# Giant seat post



## tincaman (15 Aug 2019)

Looking for a Giant D-fuse seat post, plus the internal clamp. Cheers


----------



## Justinitus (15 Aug 2019)

Which bike is it for? There are a few very slight differences in the clamps - for example the one on my Toughroad has a tiny lip on the top whereas the one on my Revolt doesn’t.

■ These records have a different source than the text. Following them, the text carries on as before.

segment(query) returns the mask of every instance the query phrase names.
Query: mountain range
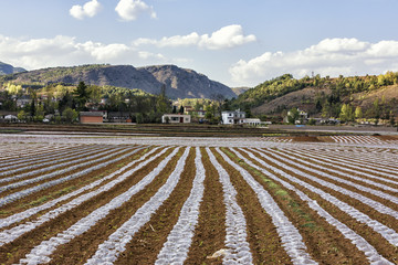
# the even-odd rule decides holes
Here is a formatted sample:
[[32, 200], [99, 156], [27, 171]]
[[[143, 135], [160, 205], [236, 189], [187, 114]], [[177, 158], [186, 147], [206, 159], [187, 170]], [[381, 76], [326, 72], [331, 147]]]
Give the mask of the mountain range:
[[[10, 71], [6, 74], [12, 74]], [[147, 93], [159, 94], [166, 86], [166, 95], [170, 98], [212, 98], [222, 95], [234, 97], [233, 91], [193, 70], [176, 65], [154, 65], [134, 67], [133, 65], [81, 65], [72, 67], [50, 67], [23, 73], [14, 73], [0, 77], [15, 84], [66, 83], [78, 84], [83, 81], [90, 85], [139, 88]]]
[[21, 72], [25, 72], [25, 70], [21, 67], [14, 67], [11, 64], [0, 62], [0, 75], [15, 74]]

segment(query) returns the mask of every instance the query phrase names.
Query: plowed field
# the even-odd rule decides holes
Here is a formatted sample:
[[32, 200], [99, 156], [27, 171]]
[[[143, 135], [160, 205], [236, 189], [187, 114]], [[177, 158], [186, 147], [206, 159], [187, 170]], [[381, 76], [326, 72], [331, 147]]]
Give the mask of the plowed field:
[[0, 264], [398, 264], [395, 138], [0, 139]]

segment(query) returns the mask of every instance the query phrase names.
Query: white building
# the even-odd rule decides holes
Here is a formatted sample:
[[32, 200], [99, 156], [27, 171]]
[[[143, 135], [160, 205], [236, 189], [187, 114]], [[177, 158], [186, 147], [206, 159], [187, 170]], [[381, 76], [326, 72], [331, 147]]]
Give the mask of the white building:
[[222, 112], [221, 113], [222, 124], [244, 124], [245, 113], [237, 109], [234, 112]]
[[161, 116], [163, 124], [190, 124], [190, 115], [186, 114], [165, 114]]

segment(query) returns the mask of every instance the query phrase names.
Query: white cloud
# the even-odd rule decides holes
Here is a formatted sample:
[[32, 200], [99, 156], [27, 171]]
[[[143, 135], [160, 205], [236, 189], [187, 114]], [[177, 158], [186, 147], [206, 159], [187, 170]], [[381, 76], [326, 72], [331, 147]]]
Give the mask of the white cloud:
[[305, 50], [266, 52], [249, 61], [240, 60], [229, 70], [237, 85], [255, 85], [285, 73], [300, 78], [312, 72], [338, 76], [386, 71], [398, 71], [398, 41], [369, 43], [357, 39], [325, 39]]
[[73, 6], [70, 9], [70, 14], [78, 20], [82, 20], [84, 18], [93, 18], [102, 9], [101, 3], [97, 0], [91, 0], [90, 2], [86, 2], [83, 7], [80, 4]]
[[202, 35], [199, 45], [210, 50], [220, 50], [240, 46], [255, 40], [255, 35], [243, 35], [241, 25], [232, 24], [213, 32], [211, 36]]
[[150, 44], [160, 47], [198, 46], [207, 50], [222, 50], [255, 41], [255, 35], [244, 35], [241, 25], [232, 24], [221, 28], [211, 33], [210, 36], [209, 34], [199, 35], [197, 32], [192, 32], [188, 35], [165, 36], [160, 40], [138, 39], [133, 44], [136, 46]]
[[115, 8], [118, 15], [126, 21], [138, 19], [142, 13], [148, 12], [150, 18], [156, 19], [156, 12], [142, 0], [119, 0]]
[[28, 70], [90, 63], [172, 63], [159, 53], [139, 51], [123, 43], [77, 42], [75, 38], [21, 40], [0, 35], [0, 59]]

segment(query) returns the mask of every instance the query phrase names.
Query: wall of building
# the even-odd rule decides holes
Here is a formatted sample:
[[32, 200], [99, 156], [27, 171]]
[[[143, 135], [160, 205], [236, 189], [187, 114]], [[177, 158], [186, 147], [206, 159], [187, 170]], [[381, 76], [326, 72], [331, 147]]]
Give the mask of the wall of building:
[[103, 123], [102, 116], [81, 116], [81, 124], [100, 124]]

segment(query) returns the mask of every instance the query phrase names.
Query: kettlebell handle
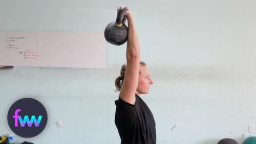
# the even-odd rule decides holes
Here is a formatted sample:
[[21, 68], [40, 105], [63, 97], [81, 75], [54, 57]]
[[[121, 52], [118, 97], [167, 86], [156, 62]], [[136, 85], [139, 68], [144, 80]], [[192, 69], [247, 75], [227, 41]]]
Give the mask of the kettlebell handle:
[[115, 25], [117, 26], [120, 27], [123, 25], [123, 23], [125, 23], [126, 18], [124, 17], [124, 14], [127, 11], [127, 8], [126, 6], [122, 6], [119, 10], [117, 13], [116, 22]]

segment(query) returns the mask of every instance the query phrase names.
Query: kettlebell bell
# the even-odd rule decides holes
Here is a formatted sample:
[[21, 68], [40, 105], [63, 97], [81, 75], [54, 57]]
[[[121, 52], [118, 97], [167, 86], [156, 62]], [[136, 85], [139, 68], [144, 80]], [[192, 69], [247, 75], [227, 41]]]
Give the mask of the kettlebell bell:
[[125, 43], [128, 37], [128, 27], [125, 25], [126, 18], [124, 17], [127, 8], [122, 6], [117, 13], [116, 21], [106, 25], [104, 36], [106, 41], [115, 45], [121, 45]]

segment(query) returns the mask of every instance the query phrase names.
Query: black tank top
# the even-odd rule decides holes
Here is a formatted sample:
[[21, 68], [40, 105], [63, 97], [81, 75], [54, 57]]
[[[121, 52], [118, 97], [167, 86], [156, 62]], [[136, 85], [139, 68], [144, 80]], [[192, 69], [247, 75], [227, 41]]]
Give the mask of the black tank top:
[[156, 124], [146, 103], [137, 94], [135, 105], [120, 98], [116, 105], [115, 123], [121, 144], [155, 144]]

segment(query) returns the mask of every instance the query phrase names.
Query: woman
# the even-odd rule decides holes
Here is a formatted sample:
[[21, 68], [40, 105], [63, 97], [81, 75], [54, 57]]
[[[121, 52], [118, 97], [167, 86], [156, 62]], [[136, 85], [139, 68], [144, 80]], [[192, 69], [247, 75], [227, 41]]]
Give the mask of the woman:
[[[120, 7], [118, 9], [118, 11]], [[122, 66], [120, 76], [116, 79], [117, 91], [120, 91], [116, 105], [115, 123], [121, 143], [156, 143], [156, 126], [153, 116], [140, 97], [148, 93], [153, 83], [146, 64], [140, 61], [139, 40], [133, 19], [128, 10], [126, 48], [127, 64]]]

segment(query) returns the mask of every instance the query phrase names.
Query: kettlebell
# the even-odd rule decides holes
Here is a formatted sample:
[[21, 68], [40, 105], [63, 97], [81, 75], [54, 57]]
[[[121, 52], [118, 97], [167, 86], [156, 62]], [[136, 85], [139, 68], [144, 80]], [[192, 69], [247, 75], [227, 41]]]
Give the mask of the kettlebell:
[[104, 36], [106, 41], [115, 45], [121, 45], [125, 43], [128, 37], [128, 27], [125, 25], [126, 18], [124, 17], [127, 8], [122, 6], [117, 13], [116, 21], [106, 25]]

Different ones on this page:
https://www.giantbikespares.com/products.php?type=2&subcategory=57&p=1&category=&b=426&s=d


----------



## tincaman (15 Aug 2019)

Wow, I never realised there were so many different ones. Its for a 2015 Defy so must be this one:
https://www.giantbikespares.com/Gia...Clamp--1722-GISC01-501/product_detail/3-41323


----------



## Justinitus (15 Aug 2019)

tincaman said:


> Wow, I never realised there were so many different ones. Its for a 2015 Defy so must be this one:
> https://www.giantbikespares.com/Gia...Clamp--1722-GISC01-501/product_detail/3-41323



Sorry I can’t help any further, I just didn’t want you to buy the wrong one! Good luck in your search


----------



## R-Oshea (3 Dec 2020)

Hello - on the off chance you're still looking for one of these, I have one. Let me know!


----------



## tincaman (3 Dec 2020)

R-Oshea said:


> Hello - on the off chance you're still looking for one of these, I have one. Let me know!


No sorted now, it was for a frameset I was selling, but sold out without one in the end. Thanks for the offer


----------



## Steve T (6 Dec 2020)

I needed the seat clamp for my 2015 Giant Defy as one of the screws had threaded, I couldn't find one anywhere online - Giant dealers etc, but I got one on Friday at the Giant store in Cambridge Hills Road ( part of Rutland Cycles ) as they had a few in stock, but only the one with holes for a rear pannier for £9.99. I'm sure they would send one out if you called them.


----------